Native Elderberry

| Journal

You can easily grow native elderberry (Sambucus L. ssp. canadensis) in semi-shaded areas with moist loam or clay soils, or in rain gardens. Their wild habitat is floodplains, shorelines and edges of swampy woods.

This species has pinnate leaves, each with seven leaflets, and interesting gray bark with lenticles that look like salt on pretzel sticks. The multi-stemmed shrub grows about 6 feet tall with stems of soft wood with large pith. This member of the honeysuckle family (Caprifoliaceae)has a rank odor when cut.

Its showy, white, flat-topped flower heads, or cymes, are as large as saucers. They are pollen-rich, attracting diverse species of bees, beetles, and flies. Once pollinated, birds and small and large mammals relish the numerous ripe fruits, while box turtles may eat the fallen fruits. Take care not to confuse this edible species, American black elderberry, with its cousin, the red elderberry (S. racemosa), which is poisonous.

A juvenile sparrow with elderberry juice on its beak feasts in Peggy Bradbury’s yard; more than 35 bird species eat elderberries.

Remember your mom warning you against eating berries growing around the neighborhood because the berries were sure to be poisonous? It’s one of those blanket instructions meant to keep kids safe. But unfortunately, it gives children the idea that it’s “us vs. nature.” And, as it turns out, that’s not necessarily so.

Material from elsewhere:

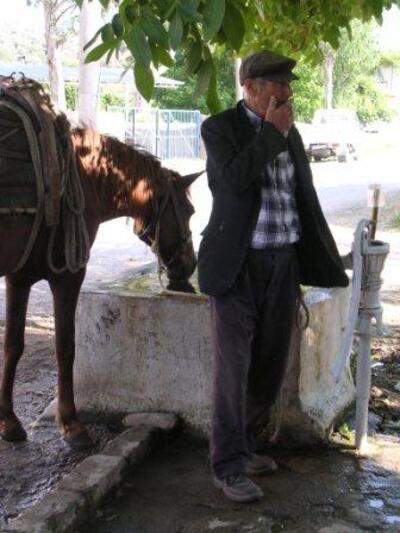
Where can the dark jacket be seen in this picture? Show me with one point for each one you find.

As anecdotal proof, I offer my daughter. When she was 2, she grew impatient with my weeding the flower garden. “Stop playing with your plants!” she cried.

Well, I kept weeding. After a while I noticed she had a daylily leaf dangling from her mouth and green dribble running down her chin. “I’m a beetle eating your plants!” she declared.

Of course I warned her against munching on any plants anywhere, anytime. But, as I found out later, she occasionally snacked on unknown plants and berries, and lived to tell me the tale.

I don’t know if she ever ate black elderberries, but Sambucus nigra L. ssp. canadensis, or American black elderberry, is indigenous to our yard, which goes way back. Because they would grow so big, I used to weed out elderberries along with pokeweed (Phytolacca americana), even though I admired pokeweed’s exotic hot pink stems with sinister-looking purple berries in the fall.

When I turned to native gardening, however, I began to let some of the elder and pokeweeds grow. The elder gifted my yard with handsome foliage and cymes of fragrant white flowers. You could see the flower heads a block away.

One day, when the elderberry clusters ripened to purple, a young robin started gobbling them up, calling so exuberantly between bites that I worried a hawk would whisk him away.

Three days later the berries were gone and the robin family took off, nesting season over.

About this time the Ebola scare hit the news. As it happened, I was reading Stephen Harrod Buhner’s “Herbal Antivirals: Natural Remedies for Emerging & Resistant Viral Infections,” in which Buhner reports that elder — a term he prefers to elderberry — is an important medicinal plant effective not only against influenza, but likely to prove effective against Ebola.

That caught my attention. I harvested some elderberries and stored them in my freezer, just in case. And I read more in Buhner’s.

Buhner’s books on herbal medicines, “Herbal Antivirals” and “Herbal Antibiotics: Natural Alternatives for Treating Drug-resistant Bacteria,” are in a class (pun intended) by themselves. While popular books on herbalism typically provide a page or two on the medicinal uses of each included herb, they rarely cite scientific studies. In contrast, Buhner provides 23 pages of text just on elder in “Herbal Antivirals,” much of it on the plant’s chemistry and what’s known to science. And that’s all text, no photos – you have to look up images elsewhere.

For each plant he cites, he explains when and what part of the plant to harvest, how best to prepare and use the different forms of medicines, and the known side effects and contraindications. He also touches on ways that related species are used in other countries and cultures, and he details information on human and clinical trials. In those sections he’s clearly laying out facts to entice researchers; a medical dictionary or education is needed to follow the information. As you might expect, his books have exhaustive bibliographies.

So the following information is guided by Buhner’s writings with the exception of any mistakes, which are mine.

Elder, a native of Europe and grown in North America with relatives in Asia and Australia, has been used worldwide and forever for a variety of ailments.